DeKaye Consulting, Inc. Volume IV Number 2

April 1998

The Newsletter of

DEKAYE Consulting, Inc.

231 Oakview Avenue
Oceanside, New York 11572
Phone / Fax: (516) 678-2754

On Target

It Might As Well
Be Spring

Vital Signs

Inappropriate Allowances

A number of vendors have found a way to assist providers recapture "short payments" by insurers. This is especially true with the emergence of managed care contracts, and the limitations of current hospital information and practice management systems. The process requires taking contracts, and dissecting them to rates and service types.
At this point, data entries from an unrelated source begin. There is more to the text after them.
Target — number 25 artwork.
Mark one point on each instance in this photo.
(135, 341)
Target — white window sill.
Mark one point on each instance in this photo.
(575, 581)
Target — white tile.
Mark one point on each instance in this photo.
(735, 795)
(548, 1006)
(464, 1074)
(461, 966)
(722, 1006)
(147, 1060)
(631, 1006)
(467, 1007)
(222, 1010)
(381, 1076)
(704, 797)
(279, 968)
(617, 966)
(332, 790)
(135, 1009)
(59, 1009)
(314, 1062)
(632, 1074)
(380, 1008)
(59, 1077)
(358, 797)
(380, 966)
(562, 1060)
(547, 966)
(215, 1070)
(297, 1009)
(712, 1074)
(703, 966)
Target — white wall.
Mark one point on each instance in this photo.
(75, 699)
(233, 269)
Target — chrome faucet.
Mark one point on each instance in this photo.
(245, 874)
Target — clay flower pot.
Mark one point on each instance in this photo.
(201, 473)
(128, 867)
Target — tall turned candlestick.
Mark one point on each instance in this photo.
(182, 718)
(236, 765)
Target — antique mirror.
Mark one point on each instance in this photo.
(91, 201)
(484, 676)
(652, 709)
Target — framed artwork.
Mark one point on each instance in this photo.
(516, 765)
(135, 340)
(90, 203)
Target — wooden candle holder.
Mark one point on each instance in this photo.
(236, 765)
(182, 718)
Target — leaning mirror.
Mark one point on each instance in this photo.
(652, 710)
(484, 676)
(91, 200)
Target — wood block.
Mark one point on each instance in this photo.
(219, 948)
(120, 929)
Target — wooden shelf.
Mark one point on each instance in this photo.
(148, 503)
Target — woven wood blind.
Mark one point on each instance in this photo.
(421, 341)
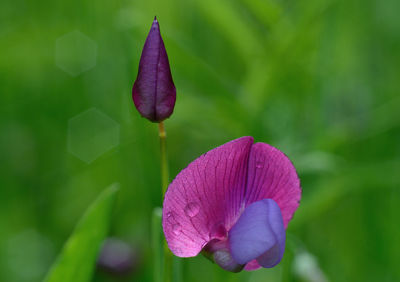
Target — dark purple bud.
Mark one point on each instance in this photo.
(154, 92)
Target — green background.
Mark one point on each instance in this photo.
(318, 79)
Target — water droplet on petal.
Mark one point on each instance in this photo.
(177, 229)
(170, 216)
(218, 231)
(192, 209)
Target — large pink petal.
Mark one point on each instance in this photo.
(206, 198)
(272, 175)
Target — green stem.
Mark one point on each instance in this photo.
(164, 185)
(164, 159)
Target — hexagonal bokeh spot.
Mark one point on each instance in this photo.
(91, 134)
(75, 53)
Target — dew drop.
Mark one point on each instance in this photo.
(192, 209)
(170, 216)
(177, 229)
(218, 231)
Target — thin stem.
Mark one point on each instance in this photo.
(164, 185)
(164, 159)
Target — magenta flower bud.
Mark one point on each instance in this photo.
(154, 92)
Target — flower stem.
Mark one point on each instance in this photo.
(164, 160)
(164, 185)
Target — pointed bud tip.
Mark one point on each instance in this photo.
(154, 98)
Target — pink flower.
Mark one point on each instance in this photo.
(233, 204)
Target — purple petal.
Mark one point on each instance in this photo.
(154, 92)
(272, 175)
(258, 234)
(205, 199)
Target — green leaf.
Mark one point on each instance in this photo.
(78, 257)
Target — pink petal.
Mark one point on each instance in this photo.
(253, 265)
(206, 198)
(272, 175)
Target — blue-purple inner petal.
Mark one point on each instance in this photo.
(258, 234)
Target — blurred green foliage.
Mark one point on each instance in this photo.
(79, 255)
(319, 79)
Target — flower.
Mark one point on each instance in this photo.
(154, 92)
(233, 205)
Using vendor software or decision-making algorithms, paid amounts are compared to recalculated amounts to determine the difference (if any).

While this has provided a recapture for providers, and a good product line for vendors, it causes us to ask the question, "could the provider have determined the shortfall initially"? While a lot depends on systems, there are two places where providers might look to mitigate the potential for accepting inappropriate payments.

Taking Allowances At Time of Billing

When the provider can take any contractual allowances at the time of billing, they are in a better position to guard against accepting inappropriate payments. Aside from giving a truer valuation of the accounts receivable, the net expected amount affords another important safeguard.

When a correct insurance payment is posted to an insurance balance, the result should be a $0.00 balance for that insurance plan. Since there are occasional adjustments to DRG rates, or minimal disparities often occurring at the beginning of a rate year, we suggest setting a minimal threshold (e.g., up to $25.00 to $50.00) variance. Any remaining insurance balance remaining after payment would be subject for review.

Typically, a payer may pay for a DRG different than the one that was billed, or a payer may have applied the wrong service type to a payment calculation. Of course, the first two conditions suggest that the payer is wrong. Often, the provider has erred in either assigning the appropriate insurance plan or rate code based on an error in receiving the verified insurance or in applying the benefits of the plan. With the limitations in provider systems, there may be no functionality to assign the right reimbursement rate to match the expected payment. In either case, the ability to identify these accounts can help ensure that incorrect payments are reviewed with the payer.

Payment Posting Review

While manual payment posting is generally viewed as a laborious task, it is important to edit for non-matching payment amounts to open invoices. The same holds true for electronic remittance posting, and there should be protocols that produce edit reports that flag these accounts. Like other functions, working these edit reports is important, if appropriate payments are to be obtained, and backlogs are to be reduced. Correct allowancing and payment posting can also speed any secondary billing that may result.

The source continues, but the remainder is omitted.